Este sencillo recurso tiene efectos sorprendentes, haciendo que la vida de Hunter sea a la vez más genérica -es más fácil verse a sí mismo en «el payaso» que en «PaulHunter»- y más divertida y triste. «Una mañana en el campo, la madre del payasito estaba lavando el pelo de su madre en la despensa de la cocina, detrás de la cortina donde hervían el agua y se bañaban en la bañera», escribe. Y más adelante: «El payaso no sabía nada de planes y se enganchó en un clavo y se rasgó los pantalones. Lo atraparon y se quedó atrapado hasta que estuvo prácticamente desnudo». Los aspectos de la pubertad y la vejez, en los que podemos sentirnos a la vez demasiado grandes y demasiado pequeños, demasiado jóvenes y demasiado tempranos, encajan en la idea casi con demasiada facilidad: «Envejecer para clown era más bien una maduración que se prolongaba. . . . Los payasos nacían llorosos y con los labios de grasa, y las piruetas exigían toda una vida de práctica», escribe Hunter. «Los payasos siempre estaban en una etapa incómoda», «escondiendo pies planos y nerviosos… en zapatos grandes». Frase a frase, se las arregla para sonar como un hablador incoherente, un narrador alimentado con maíz, aunque, cada vez que terminas una página o un capítulo, te das cuenta de lo elegantemente montado que está el volumen.

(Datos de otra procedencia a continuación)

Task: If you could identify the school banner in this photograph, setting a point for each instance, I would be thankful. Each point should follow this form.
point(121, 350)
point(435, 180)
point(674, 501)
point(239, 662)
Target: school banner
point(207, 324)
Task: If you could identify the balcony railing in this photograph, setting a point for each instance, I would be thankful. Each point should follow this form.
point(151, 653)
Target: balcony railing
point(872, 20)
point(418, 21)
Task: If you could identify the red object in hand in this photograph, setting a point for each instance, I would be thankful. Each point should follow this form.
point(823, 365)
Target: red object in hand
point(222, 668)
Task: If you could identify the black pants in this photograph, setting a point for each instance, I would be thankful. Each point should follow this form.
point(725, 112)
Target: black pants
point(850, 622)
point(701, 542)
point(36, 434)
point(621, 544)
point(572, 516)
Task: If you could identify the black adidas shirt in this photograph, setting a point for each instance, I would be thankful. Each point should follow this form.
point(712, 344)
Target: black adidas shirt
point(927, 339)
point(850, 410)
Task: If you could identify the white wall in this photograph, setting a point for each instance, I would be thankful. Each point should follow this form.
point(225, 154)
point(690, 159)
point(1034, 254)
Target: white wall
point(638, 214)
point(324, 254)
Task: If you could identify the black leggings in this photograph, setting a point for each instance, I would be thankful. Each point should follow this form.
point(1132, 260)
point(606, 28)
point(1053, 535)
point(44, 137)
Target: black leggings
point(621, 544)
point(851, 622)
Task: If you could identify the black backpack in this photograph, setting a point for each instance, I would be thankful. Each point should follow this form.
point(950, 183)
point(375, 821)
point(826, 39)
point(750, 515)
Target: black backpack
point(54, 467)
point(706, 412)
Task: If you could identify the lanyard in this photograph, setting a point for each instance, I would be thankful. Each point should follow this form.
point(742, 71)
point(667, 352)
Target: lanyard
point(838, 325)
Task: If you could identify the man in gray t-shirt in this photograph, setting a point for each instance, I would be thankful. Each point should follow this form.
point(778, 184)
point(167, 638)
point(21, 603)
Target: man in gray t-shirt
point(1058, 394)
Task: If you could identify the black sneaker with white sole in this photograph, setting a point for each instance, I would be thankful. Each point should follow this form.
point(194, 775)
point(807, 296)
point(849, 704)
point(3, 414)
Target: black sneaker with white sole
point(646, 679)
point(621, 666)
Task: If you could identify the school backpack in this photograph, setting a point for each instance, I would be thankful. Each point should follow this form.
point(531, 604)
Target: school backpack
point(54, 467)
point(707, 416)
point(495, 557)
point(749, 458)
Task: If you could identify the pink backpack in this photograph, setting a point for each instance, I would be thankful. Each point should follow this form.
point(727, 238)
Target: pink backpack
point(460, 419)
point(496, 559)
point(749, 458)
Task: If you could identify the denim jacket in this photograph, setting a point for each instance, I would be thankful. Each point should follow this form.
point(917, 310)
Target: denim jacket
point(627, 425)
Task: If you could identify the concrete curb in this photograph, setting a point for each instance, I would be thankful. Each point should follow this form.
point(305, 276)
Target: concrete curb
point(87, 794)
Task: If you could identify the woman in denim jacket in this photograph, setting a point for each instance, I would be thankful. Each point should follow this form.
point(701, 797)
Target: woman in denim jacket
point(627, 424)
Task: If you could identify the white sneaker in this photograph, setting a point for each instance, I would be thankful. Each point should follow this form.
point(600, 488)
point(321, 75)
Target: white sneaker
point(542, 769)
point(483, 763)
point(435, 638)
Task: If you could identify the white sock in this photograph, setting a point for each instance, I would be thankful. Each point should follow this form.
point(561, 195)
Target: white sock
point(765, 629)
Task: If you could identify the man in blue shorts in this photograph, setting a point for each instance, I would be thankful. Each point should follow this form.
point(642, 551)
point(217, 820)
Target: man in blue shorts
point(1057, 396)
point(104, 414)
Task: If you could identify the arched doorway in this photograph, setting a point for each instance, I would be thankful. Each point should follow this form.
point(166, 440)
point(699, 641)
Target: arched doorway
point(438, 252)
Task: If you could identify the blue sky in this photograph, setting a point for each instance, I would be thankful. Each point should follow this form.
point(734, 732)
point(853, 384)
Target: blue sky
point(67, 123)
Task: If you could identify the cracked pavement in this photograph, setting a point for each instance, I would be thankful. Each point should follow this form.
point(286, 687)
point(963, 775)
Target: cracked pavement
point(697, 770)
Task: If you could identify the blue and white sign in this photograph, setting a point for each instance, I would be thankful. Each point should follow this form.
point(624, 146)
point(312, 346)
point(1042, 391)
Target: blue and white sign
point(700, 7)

La inusual autobiografía de Hunter es uno de los pocos libros recientes que reinventan, o fracturan, la forma de las memorias. Todos ellos proceden de pequeñas editoriales, y han aparecido mucho después de los elegantes, formalmente inventivos y populares libros del boom de las memorias de finales de los noventa (por ejemplo, «A Heartbreaking Work of Staggering Genius», de Dave Eggers, y «Lying», de Lauren Slater). Las memorias populares de hoy en día son más directas: por lo general es fácil decir qué es lo que hace que las vidas que relatan destaquen, de modo que los lectores y los críticos se centran en sus temas, ya sean los Apalaches (HillbillyElegy, de J. D. Vance), el peso, la vergüenza y el trauma (Hunger, de Roxane Gay) o la ciencia de las plantas (LabGirl, de Hope Jahren, casi perfecta).
Sin embargo, los experimentos en el género continúan, muchos de ellos, como el innovador libro de Maggie Nelson, «Los argonautas», de 2015, íntimamente conectados con el impulso hacia nuevas formas, y el uso de fragmentos y espacios en blanco, en la poesía contemporánea. Estas memorias se inspiran en los poemas en prosa y en los ensayos líricos, como los de «Citizen» de Claudia Rankine, y también utilizan los recursos de la poesía -interrupción, compresión, metáfora extendida- para prestar atención a vidas reales individuales en forma de libro y, no por casualidad, provienen de editoriales independientes conocidas por sus poetas y poemas.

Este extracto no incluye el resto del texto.